Coming soon to a television monitor or computer screen near you: Taylor Clarke and her high-quality online broadcast channel for the Duke community, from video clips for prospective students to in-depth documentaries on medical breakthroughs and features on successful alumni. The broadcast is just an idea right now, but if anyone can make it happen, it's Clarke.

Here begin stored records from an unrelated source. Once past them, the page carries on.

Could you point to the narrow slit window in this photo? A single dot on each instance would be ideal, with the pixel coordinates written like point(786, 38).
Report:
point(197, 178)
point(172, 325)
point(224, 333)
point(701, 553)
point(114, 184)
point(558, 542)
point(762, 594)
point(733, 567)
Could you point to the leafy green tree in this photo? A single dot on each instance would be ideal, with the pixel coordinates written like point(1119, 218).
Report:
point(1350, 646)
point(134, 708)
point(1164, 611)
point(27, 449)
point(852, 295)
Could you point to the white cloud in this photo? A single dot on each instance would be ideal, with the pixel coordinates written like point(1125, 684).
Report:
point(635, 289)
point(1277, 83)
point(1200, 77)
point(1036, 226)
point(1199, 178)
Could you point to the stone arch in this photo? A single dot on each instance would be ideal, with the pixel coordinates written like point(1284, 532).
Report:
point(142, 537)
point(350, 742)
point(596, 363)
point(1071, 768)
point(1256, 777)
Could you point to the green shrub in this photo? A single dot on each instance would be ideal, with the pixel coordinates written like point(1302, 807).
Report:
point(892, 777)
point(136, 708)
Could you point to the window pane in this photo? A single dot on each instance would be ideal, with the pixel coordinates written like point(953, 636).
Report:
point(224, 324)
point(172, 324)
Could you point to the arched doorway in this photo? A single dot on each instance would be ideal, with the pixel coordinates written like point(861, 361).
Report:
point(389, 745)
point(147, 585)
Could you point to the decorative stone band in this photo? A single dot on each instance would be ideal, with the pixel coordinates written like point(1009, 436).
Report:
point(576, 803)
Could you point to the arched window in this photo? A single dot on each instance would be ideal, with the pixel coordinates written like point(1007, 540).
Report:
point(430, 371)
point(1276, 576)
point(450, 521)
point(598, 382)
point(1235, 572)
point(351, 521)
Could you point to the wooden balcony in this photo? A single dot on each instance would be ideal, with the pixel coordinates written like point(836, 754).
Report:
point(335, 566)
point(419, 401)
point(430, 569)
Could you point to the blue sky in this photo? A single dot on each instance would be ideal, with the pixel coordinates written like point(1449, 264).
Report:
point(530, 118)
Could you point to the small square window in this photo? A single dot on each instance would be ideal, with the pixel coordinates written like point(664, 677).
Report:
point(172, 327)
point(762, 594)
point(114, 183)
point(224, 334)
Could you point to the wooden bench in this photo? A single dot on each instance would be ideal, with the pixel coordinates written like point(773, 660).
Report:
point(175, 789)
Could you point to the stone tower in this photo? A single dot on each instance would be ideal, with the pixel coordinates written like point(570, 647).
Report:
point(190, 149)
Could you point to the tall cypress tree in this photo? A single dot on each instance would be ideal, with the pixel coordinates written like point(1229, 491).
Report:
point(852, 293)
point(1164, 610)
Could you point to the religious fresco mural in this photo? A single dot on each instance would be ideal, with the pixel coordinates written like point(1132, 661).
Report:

She's written and produced documentaries on the Beijing Olympics and advancements in neurosurgery, and covered the America's Cup Challenge in Spain and the Aspen Ideas Festival. As a high-school sophomore, she launched a public-access television show, View From the Top. One show featured the heads of ABC, NBC, and CBS Sports discussing the business of sports. In another, former Morgan Stanley CEO Stephen Roach and General Electric CEO Jeffrey Immelt talked about business and globalization.

Clarke says she was able to get to these heavy hitters through a combination of letters, cold calls, and dogged persistence.

At Duke, Clarke plans to capitalize on that experience as well as the many resources available to her as a Robertson Scholar—journalism courses at the University of North Carolina at Chapel Hill, summer travel and research opportunities, and especially Duke's "entrepreneurial spirit."